There is not a worry in the kitchen. Not a speck of it, despite the fact that the fishery has failed that summer and the anti-seal-hunt movement has got its way, the know-nothing mainlanders managing to turn the seal hunt into the slaughter of big-eyed babies. They are a smart crew, though, for playing on people's emotions and hauling in the dollars. As good a job as any, Blackstrap supposes. They're on the television and radio all the time looking saintly, trying to sound like if only the baby seals could be saved from the ‘barbarian Newfoundlanders' then the world would be a more decent place. At first, it was just a bunch of snotty mainlanders making all the ruckus, but now scientists are on the television and radio too, saying that the seal population has dropped by almost half over the last twenty years, and the only way to save the herd from extinction is to stop now.

Stop the slaughter, they say. Stop the slaughter now.

Quotas have been set for the coming sealing season.

By the looks of it, Blackstrap might be making his last trip to the ice this spring. He's gone for the past two years, since he was sixteen, working right beside his father. The red fanning out on white. It will only be one of them going this year. Probably Blackstrap, leaving his father behind, back on land to putter around.

Blackstrap can't help but think: That's only the tip of the iceberg in the bad news department. It's hard times right across the island. Paper mills shut down on the west coast. All of it being reported on the St. John's TV news. The American army base in Argentia laying off seven hundred employees. And, worst of all, Newfoundland's on the brink of bankruptcy, close to one billion dollars in debt.

It said on the TV news that just last year some newspaper in Toronto wrote that Newfoundland should be put under Federal Trusteeship because Premier Joey Smallwood, the last living Father of Confederation, the man who hauled Newfoundland – bawling and kicking – into Canada in 1949, is making a shambles of the economy.

He wonders why this is all happening, who is at fault. He feels like Newfoundland is doomed. He feels like someone is trying to kill the whole island, strangle it to death. Why is it in such hard shape? With all the fish and all the forests and all the mines.

Jacob doesn't seem to have a worry in the world. Everything runs off
him like water off a duck's back, since Smallwood was defeated in the recent election. It was only by a narrow margin and Smallwood has since refused to step down, but Jacob still takes comfort in the fact that Smallwood lost, even if the premier won't hand over power. Arrogant bastard, Jacob calls him. Nazi.

Dance, thinks Blackstrap. Kick up your heels. He takes a swig of his beer, then tips it all the way back, draining the bottle. Discouraged by the easy laughter, he scoffs quietly and lays the bottle on the sideboard, leaves the room.

 

Outside, Blackstrap's 1970 Ford Galaxie 500 is parked alongside his father's pickup truck.
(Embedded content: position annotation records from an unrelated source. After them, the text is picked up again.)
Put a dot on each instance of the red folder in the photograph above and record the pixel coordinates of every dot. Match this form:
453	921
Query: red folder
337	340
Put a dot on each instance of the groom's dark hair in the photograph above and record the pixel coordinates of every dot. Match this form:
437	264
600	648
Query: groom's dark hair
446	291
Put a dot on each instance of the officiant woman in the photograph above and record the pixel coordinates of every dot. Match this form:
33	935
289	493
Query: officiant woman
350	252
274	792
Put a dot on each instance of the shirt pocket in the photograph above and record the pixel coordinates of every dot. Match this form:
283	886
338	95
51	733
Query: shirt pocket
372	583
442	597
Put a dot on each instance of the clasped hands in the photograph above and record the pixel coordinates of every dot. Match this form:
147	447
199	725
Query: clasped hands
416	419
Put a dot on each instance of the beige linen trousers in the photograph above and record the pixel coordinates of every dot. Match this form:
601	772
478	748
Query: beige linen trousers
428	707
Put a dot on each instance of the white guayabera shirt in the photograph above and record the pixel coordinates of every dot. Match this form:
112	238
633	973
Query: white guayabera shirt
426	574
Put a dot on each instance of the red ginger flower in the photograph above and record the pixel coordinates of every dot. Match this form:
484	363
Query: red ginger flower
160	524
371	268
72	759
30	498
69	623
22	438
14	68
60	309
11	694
He can hear the muffled sounds of the fiddle, shouts and clapping, from behind the walls, as he makes his way down the driveway. The night air still and sharp. Another vehicle is parked on the side of the dirt road. The big white Chrysler – Andrew Fowler's by the looks of it – that all of the mummers came in. Parked halfway across the road. No doubt the lot of them are three sheets to the wind.